After graduating from West Covina High School in 1984, then serving as a police cadet right out of high school for two years, he was sworn-in by Chief James Robenson in 1987.  Perez worked just about every detail in the department to include Patrol, SWAT, gang enforcement, undercover narcotics, internal affairs, even community relations, he’s done it all. He was part of many Department changes after the 1992 Los Angeles riots to include the Community Policing Plan for the Department throughout the 1990s.  Under Chief Melekian, Chief Perez designed the counter-terrorism unit, responsible for the safety and security of all New Year’s operation and special events. During this time, he also pursued higher education, earning a master’s degree in behavioral science and later a doctorate in public administration. 

When Perez took the reins of the department as interim police chief in 2018, the department was already under intense scrutiny at a time when the majority of the City Council opposed police oversight.

That criticism began in 2012 after the shooting death of unarmed teenager Kendrec McDade, the 2016 officer-involved death of Reginald Thomas Jr.,  More fuel was thrown on that fire with the illegal gun sales made by former Lt. Vasken Gourdikian, who was sent to prison, and the brutally violent arrest of Ballew.

When asked about the Ballew decision, which took three and a half years, Perez said, “I am sorry for what happened to all those involved and for our community, I had to view it carefully which is difficult to do when a decision is required.  The outcome was the impetus in re-evaluating our internal training curriculum and how we prepare officers for critical incidents.”
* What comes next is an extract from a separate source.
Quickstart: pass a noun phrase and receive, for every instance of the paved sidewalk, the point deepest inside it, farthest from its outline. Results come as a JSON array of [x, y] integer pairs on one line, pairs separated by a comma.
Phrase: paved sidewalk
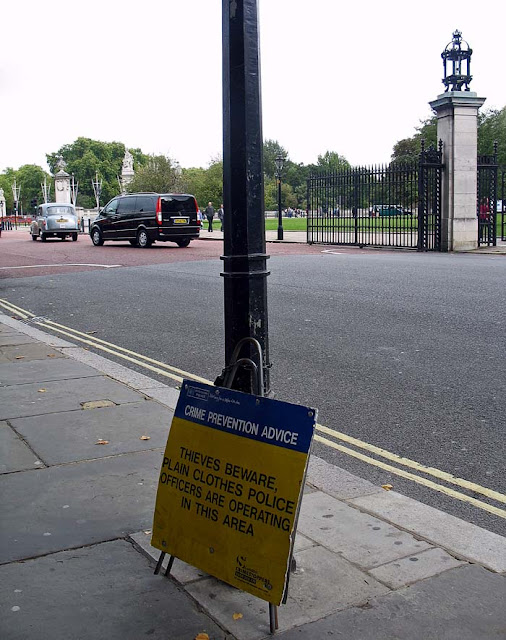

“Although the officers involved in the Bellew incident performed per policy and responded to the dynamics presented, it was also an opportunity to change our prior practices.”

Chief Perez inherited the Ballew situation after Police Chief Phillip Sanchez resigned. Perez himself will likely leave behind the McClain case for the next chief. 

McClain was shot twice on Raymond Avenue in Northwest Pasadena on Saturday, August 15 while fleeing police during a traffic stop for a missing front license plate.   

“We inherit all old policies and policing models and any new critical incidents that occur,” Perez said. “The McClain case is not because of the prior chief, I own the incident. These things happen in the field. Just because it didn’t happen on your shift, a new Police Chief is required to make difficult decisions on prior events and continue to reinvent and assess the department after every new critical event regardless of the outcome.

“Whoever takes this job could walk in and make a different decision regarding the officers involved in the shooting or take a different course on everything implemented under my command, from policy to training programs, the department is theirs to run.” 

Perez said he has informed City Manager Steve Mermell who will notify the council.  He called the City Manager the best in the business and said the challenge for the next chief will be navigating the Public Safety Committee, the Chief’s Advisory Commission, the Civilian Oversight Commission, and an Independent Auditor.

“I understand how to navigate the various oversight boards, but the next chief is going to have an initial challenge because conflict can emerge over final authority on changes.” 

Perez said in the end he felt the timing to retire in 2022 was good timing and allows the Department to continue its growth and ongoing transformation.

 “I could do this job for another ten years but at some point, leaders have to allow the organization to grow without them and that time is coming in 2022.